PTG's source of funding was WTC. But as we now see, that organization is as big a concern to pros as is ITU or any other organization. Under former president David Yates WTC had an ironclad policy that every race bearing the name "Ironman" must offer a minimum $50,000 prize purse. Obviously that's not the situation now and–for the present time–amateurs don't seem to notice.
It seems the money would best come from a source outside the triathlon establishment. Start-up funds might come from a consortium of sponsors loyal to triathlon, preferably from privately held–and therefore privately controlled–companies. Mrs. T's Pierogies comes to mind. Not many companies in triathlon compete against Tim Twardzik's maker of pasta-party favorites, and he's well-known and loved by almost all pros. Few would mind his brand gaining exposure at events associated with a pro tour. Such a strategic move could net Twardzik a presence at every large pro event.
But the pros must start to think about the services they deliver. The DeGeorge and APT models were probably correct: a series of events, a tour, that pros must patronize. Pros must make themselves more available to race promoters and media, to sponsors, to charities, to youth sports programs, and to their governing bodies. They must take the lead in cleaning up their sport. It is astonishing, for example, that no pro triathlete has taken the initiative to proactively publicize his or her own hematocrit levels, even though many pros routinely have such tests conducted. What a boon it would be to this sport if its athletes were the first to do so, of their own accord!
Were such a group to form it would likely be among the long-distance athletes. They are more well-known, earn more money, and therefore have more clout and staying power should it come down to a fight. WTC, cementing its grip on the de-facto title as the only long-distance enterprise that means anything, would feel the heat from its sponsors and licensees if Ironman's star athletes declined participation without an increase in Hawaii's prize purse and a minimum cash-purse standard at other Ironman events. ITU athletes, on the other hand, are too many to count, earn less than Ironman athletes, have their qualifying points to think about, and, frankly, the ITU has no pressure point. Since it currently has no strong sponsor base there is nobody to pressure. Most triathlon governing body money comes from Olympic committees, which aren't beholden to public opinion.

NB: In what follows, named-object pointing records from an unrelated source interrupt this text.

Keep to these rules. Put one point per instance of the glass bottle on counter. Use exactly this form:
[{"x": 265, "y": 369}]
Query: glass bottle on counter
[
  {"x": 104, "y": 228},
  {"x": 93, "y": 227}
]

Scott Tinley recently finished his final Hawaiian Ironman. He regretfully related that, "You know that Dave Scott doesn't hold any weight in Kona anymore when even he can't get onto the pier to greet me at the finish of my farewell race." There is a theory that everything goes in cycles. That is the one hope that pro triathletes have. In terms of power this is certainly their low ebb, and there is nowhere but up.